Wow, I didn't catch this line "But here I could not find the underlying pattern by myself. However, M Oehm, who is so much smarter than I am, observes in comments that:"
is the way rollback works that clicking "rollback" on revision 7 rolls back TO revision 7, as opposed to rolling back THE CHANGES MADE IN revision 7? I assume so since the latest revision doesn't have a "rollback" button on it, but I am reluctant to find out by doing something dangerous :-)
I know that, I meant I don't see it in the edit history (I meant comment as in a statement, not comment as in a piece of text below an answer/question)
incidentally, Ralph's edit comment also claimed to have fixed many "errors and ambiguities". I didn't notice any fixing of errors in his edit; if anyone here noticed mistakes in what I wrote, now would be a good time to tell me.
The edit comment is: "Fixed many semantic errors and ambiguities, e.g. "S for White, s for Black" or even "S for W, s for B" which can be quite cryptic for non-chess players, included prerequisite information (again, this is puzzling.SE, not chess.SE), improved sentence flow, added a note about the form of the cipher"
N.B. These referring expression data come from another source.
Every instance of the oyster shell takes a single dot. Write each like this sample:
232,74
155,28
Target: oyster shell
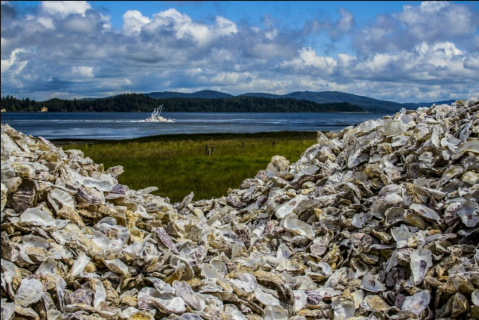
377,221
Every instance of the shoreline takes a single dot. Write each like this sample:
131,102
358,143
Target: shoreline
195,137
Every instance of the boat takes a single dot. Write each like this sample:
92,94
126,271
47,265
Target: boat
155,116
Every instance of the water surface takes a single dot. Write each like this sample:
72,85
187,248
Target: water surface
127,125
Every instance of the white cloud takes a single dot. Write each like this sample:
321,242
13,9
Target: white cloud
64,8
424,51
133,21
83,71
13,63
308,58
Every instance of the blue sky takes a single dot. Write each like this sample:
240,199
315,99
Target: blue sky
401,51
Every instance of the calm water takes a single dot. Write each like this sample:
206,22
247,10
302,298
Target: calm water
115,125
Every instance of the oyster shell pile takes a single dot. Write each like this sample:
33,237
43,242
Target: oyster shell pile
377,221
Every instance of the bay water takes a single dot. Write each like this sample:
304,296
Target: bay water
128,125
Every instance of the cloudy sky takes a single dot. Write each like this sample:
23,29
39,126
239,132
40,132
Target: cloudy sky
398,51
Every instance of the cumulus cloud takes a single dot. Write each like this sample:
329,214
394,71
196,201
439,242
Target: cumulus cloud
68,49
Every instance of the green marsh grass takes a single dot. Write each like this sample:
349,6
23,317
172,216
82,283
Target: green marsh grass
179,164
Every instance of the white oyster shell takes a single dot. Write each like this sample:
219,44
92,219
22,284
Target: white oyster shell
30,291
417,303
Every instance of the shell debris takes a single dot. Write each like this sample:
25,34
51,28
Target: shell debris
377,221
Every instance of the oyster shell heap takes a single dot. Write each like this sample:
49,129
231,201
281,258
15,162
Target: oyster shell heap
377,221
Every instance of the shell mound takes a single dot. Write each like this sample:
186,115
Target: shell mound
377,221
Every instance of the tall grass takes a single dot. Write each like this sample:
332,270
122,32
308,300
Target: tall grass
206,164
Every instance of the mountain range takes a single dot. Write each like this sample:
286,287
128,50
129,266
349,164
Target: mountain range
366,103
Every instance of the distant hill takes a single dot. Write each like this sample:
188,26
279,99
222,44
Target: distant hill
428,104
142,103
204,94
368,104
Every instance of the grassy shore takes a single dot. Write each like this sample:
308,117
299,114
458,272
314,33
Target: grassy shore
207,164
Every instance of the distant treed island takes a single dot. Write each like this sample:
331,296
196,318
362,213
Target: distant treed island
143,103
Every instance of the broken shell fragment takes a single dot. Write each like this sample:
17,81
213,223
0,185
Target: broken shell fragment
377,221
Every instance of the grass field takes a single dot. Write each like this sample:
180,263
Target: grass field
206,164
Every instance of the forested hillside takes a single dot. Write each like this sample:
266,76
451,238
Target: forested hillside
142,103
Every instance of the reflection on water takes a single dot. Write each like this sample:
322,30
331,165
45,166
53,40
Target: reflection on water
119,125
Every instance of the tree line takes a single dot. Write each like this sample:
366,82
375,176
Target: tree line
140,103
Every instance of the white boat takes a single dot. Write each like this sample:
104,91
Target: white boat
156,117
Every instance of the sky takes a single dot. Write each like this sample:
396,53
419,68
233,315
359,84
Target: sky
401,51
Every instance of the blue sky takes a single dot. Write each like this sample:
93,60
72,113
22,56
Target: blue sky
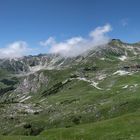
36,20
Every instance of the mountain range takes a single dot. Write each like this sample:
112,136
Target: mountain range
94,95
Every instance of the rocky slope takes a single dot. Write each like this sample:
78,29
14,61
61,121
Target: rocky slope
41,94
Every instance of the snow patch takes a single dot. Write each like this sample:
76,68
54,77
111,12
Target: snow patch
25,99
126,86
94,84
122,72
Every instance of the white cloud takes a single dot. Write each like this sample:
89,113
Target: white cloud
78,45
14,50
124,22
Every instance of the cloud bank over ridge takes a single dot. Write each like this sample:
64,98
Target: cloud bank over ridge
68,48
78,45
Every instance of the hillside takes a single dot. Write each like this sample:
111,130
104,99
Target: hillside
92,96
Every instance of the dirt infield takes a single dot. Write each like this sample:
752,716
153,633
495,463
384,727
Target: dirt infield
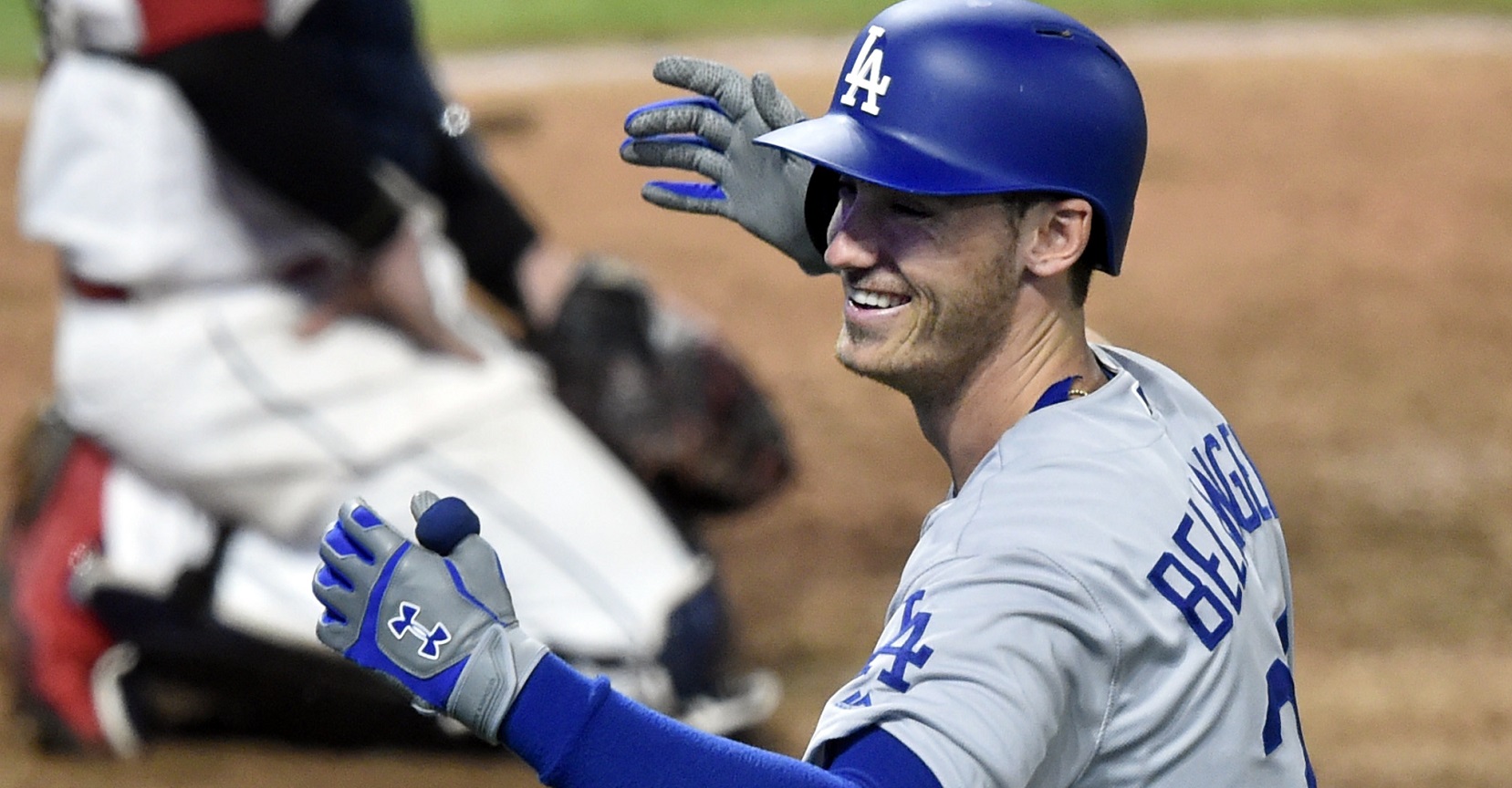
1323,245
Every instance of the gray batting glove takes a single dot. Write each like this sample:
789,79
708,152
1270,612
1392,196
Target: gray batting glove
761,188
436,617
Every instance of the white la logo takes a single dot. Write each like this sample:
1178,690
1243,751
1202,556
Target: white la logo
867,75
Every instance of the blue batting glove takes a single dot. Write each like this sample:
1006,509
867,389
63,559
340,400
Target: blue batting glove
711,133
436,617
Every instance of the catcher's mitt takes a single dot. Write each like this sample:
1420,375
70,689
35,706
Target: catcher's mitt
667,397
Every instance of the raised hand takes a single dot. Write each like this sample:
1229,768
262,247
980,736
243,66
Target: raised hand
436,617
713,133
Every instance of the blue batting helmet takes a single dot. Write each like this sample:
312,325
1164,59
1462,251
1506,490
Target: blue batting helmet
986,96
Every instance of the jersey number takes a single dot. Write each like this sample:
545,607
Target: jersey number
1282,691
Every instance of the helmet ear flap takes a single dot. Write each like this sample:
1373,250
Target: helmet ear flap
819,203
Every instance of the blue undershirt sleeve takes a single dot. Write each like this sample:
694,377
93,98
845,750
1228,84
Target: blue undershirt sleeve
577,732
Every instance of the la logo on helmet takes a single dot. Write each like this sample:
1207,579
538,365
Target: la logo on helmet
865,75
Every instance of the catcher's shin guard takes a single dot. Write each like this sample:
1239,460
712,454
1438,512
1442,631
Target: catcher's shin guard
67,687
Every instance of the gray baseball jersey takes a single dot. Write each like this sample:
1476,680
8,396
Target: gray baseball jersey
1104,602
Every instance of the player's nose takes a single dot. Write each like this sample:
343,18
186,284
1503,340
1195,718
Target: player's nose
850,244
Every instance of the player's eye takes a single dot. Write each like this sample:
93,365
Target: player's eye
846,188
911,209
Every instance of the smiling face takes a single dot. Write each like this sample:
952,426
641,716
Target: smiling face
930,283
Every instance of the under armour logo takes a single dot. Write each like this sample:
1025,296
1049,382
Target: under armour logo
903,648
867,75
432,638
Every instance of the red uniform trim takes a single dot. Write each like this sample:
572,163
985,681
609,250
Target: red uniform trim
170,23
62,638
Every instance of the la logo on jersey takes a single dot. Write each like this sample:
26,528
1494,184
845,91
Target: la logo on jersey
899,654
432,638
865,75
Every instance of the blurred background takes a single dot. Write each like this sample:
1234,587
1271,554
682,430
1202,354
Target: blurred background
1323,245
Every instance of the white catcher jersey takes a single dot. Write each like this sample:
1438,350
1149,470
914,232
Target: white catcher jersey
1104,602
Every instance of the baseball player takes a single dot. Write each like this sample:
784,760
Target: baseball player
1101,599
268,220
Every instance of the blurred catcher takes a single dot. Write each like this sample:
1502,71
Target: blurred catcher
1101,599
269,221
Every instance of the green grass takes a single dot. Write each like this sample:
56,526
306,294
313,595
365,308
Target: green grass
462,25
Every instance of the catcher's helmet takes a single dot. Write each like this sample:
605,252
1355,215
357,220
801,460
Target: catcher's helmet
980,97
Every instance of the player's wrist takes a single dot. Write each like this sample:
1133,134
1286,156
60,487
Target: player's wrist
492,681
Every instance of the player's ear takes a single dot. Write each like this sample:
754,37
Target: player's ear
1054,233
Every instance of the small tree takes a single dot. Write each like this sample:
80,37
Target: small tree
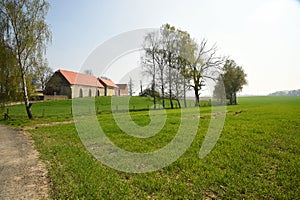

Pretty much none of the dreck he added was actually needed, and most of it made it feel like he was making Gareth into a grade-school lecturer by proxy
I was about to ask whether anyone here thinks the explanation about what algebraic notation is is needed -- I can certainly do it but it would never have occurred to me that it was necessary.
I think anyone curious enough about a chess-based puzzle to read the solution, knows the notation. That's not particularly arcane knowledge. I wouldn't bother, personally, or at most a brief sentence with a relevant link.
Which brings us back to my suggestion: Make a link out of every word you type in an answer. Just in case someone doesn't know what "rook" means in context of a chess puzzle, since it could also be the bird.
Actually it would be horribly trivial to find the first unique instance of every word in a post, check if that word is in en.wikipedia.com, and replace it with a link if it is.
@Rubio Could you clarify what you mean by "good"? "morally excellent; virtuous; righteous; pious" or "satisfactory in quality, quantity, or degree"? :P
Note: please do not edit the title! It originates in a challenge in Stack Overflow chat.
I have rounded up all ten (currently) of the Puzzling SE users named Kevin and trapped them in my labyrinth. The only way out is across a narrow bridge which can bear the weight of at most two Kevins at a ti...
@Deusovi, continuing the metapuzzle conversation from the other room (no point in keeping this private): it looks like the main challenges are to work out what you mean by those operations on the right and to work out how to use the 21 and 36.
We don't trap each other in labyrinths over there :-P
lightbulb I've just had an idea for the metapuzzle, but will need to see more of the individual answers before I can tell whether or not it could work.
@Deusovi I suspect that will tie in to the operations. After all, there are two sets of five arrow-shaped boxes each taking a pair of inputs, and two sets of five binary operations. If all that is a coincidence, I'll eat my Winter Bash hat rack.
@Randal'Thor I think you're slightly misinterpreted what the term "alcoholic" is usually used for. Many of us are so used to Alcoholics Anonymous that we assume an alcoholic is an addict who no longer drinks.
@GentlePurpleRain Another list of nine that came to mind was the planets of the solar system (yes, counting Pluto). But that doesn't seem to fit either.
Then there's the Fellowship of the Ring, but that can't be it.